# [SOLVED]s8.3.7.6 minimum vertical distance

#### karush

##### Well-known member
S8.3.7.6. What is the minimum vertical distance between the parabolas
$$y = x^2+1 \textit{and } y = x- x^2$$

Ok I think what question is ... The vertical distance between vertex's

#### skeeter

##### Well-known member
MHB Math Helper
S8.3.7.6. What is the minimum vertical distance between the parabolas
$$y = x^2+1 \textit{and } y = x- x^2$$

Ok I think what question is ... The vertical distance between vertex's

I interpret the question as the minimum of $|y_1 -y_2|$ where $y_1=x^2+1$ and $y_2=x-x^2$

... which would be a distance equal to 7/8

Last edited:

#### karush

##### Well-known member
$(x^2+1)'=2x$. Then 2x=0 so x=0
$(x-x^2)'=1-2x$ then 1-2x=0 so x=.5

(0)^2+1=1 And (.5)-(.5)^2=.25
Vertical distance is
$1-.25=.75$

#### skeeter

##### Well-known member
MHB Math Helper
$(x^2+1)'=2x$. Then 2x=0 so x=0
$(x-x^2)'=1-2x$ then 1-2x=0 so x=.5

(0)^2+1=1 And (.5)-(.5)^2=.25
Vertical distance is
$1-.25=.75$
You calculated the vertical difference between the respective y-values of each vertex ... only problem is, the two vertices are not vertically aligned. The vertex of $y=x^2+1$ is at $(0,1)$ and the vertex of $y=x-x^2$ is $\left(\frac{1}{2},\frac{1}{4}\right)$

To get the idea, try the same question with these two functions ...

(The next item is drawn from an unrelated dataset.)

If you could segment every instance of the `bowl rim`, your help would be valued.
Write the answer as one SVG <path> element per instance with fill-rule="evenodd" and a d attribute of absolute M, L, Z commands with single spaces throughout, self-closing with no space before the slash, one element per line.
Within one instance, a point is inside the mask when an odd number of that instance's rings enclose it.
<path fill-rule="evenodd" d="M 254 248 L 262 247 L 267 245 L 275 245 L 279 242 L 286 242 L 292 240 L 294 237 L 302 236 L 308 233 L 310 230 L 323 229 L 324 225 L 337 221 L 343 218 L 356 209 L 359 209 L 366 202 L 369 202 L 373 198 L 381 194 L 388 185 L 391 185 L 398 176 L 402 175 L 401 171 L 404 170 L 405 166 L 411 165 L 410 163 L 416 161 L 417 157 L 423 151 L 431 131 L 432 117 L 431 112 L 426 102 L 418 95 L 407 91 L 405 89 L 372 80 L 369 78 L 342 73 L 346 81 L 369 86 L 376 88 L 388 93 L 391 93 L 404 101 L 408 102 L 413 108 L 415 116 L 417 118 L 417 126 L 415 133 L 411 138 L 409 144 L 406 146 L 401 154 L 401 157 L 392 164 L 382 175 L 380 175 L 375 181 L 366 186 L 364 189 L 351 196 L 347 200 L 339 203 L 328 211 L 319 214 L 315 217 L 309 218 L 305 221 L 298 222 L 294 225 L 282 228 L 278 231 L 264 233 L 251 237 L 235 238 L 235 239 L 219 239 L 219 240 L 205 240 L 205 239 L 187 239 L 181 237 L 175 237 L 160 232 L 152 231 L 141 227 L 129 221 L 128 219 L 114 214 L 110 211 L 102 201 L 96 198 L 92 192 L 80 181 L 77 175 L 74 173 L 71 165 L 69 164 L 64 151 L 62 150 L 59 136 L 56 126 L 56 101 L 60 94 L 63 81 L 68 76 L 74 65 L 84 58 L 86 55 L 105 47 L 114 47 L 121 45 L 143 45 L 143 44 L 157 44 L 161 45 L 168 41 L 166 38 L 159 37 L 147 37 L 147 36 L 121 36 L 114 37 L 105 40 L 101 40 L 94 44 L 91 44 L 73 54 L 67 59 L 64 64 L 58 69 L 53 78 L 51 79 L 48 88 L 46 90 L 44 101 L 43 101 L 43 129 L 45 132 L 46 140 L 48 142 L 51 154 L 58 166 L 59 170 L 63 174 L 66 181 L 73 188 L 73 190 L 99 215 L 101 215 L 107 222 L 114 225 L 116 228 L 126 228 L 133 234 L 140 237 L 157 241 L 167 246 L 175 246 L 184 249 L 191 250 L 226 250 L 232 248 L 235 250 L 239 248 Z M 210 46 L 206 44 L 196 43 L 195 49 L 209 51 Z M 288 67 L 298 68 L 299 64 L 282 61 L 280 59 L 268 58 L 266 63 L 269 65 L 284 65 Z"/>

What is the minimum vertical distance between $y = x^2+1$ and $y = x-1$

... obviously, $y=x-1$ doesn't have a vertex.

#### karush

##### Well-known member
Ok well this was from exercises in doing min/max problems where all the examples were solved by $f'(x)=0$

Yes the word distance was ackward as opposed to difference

This was an even problem # so no answer was given so you are probably correct

#### HallsofIvy

##### Well-known member
MHB Math Helper
You are still ignoring skeeter's first response! No, this not asking for the distance between vertices, it is asking for the minimum of $$\displaystyle |y_1- y_2|= |x^2+ 1- x+ x^2|= |2x^2- x+ 1|$$. That (ignoring the absolute value) is a parabola, $$\displaystyle 2(x^2- x/2+ 1/16- 1/16)+ 1= 2(x- 1/4)^2+ 15/16$$. That's always positive so we can drop the absolute value. It has a minimum value of 15/16 when x= 1/4.

You could also use "f'(x)= 0" with f(x)= 2x^2-x+ 1. f'(x)= 4x- 1= 0. which gives x= 1/4 again.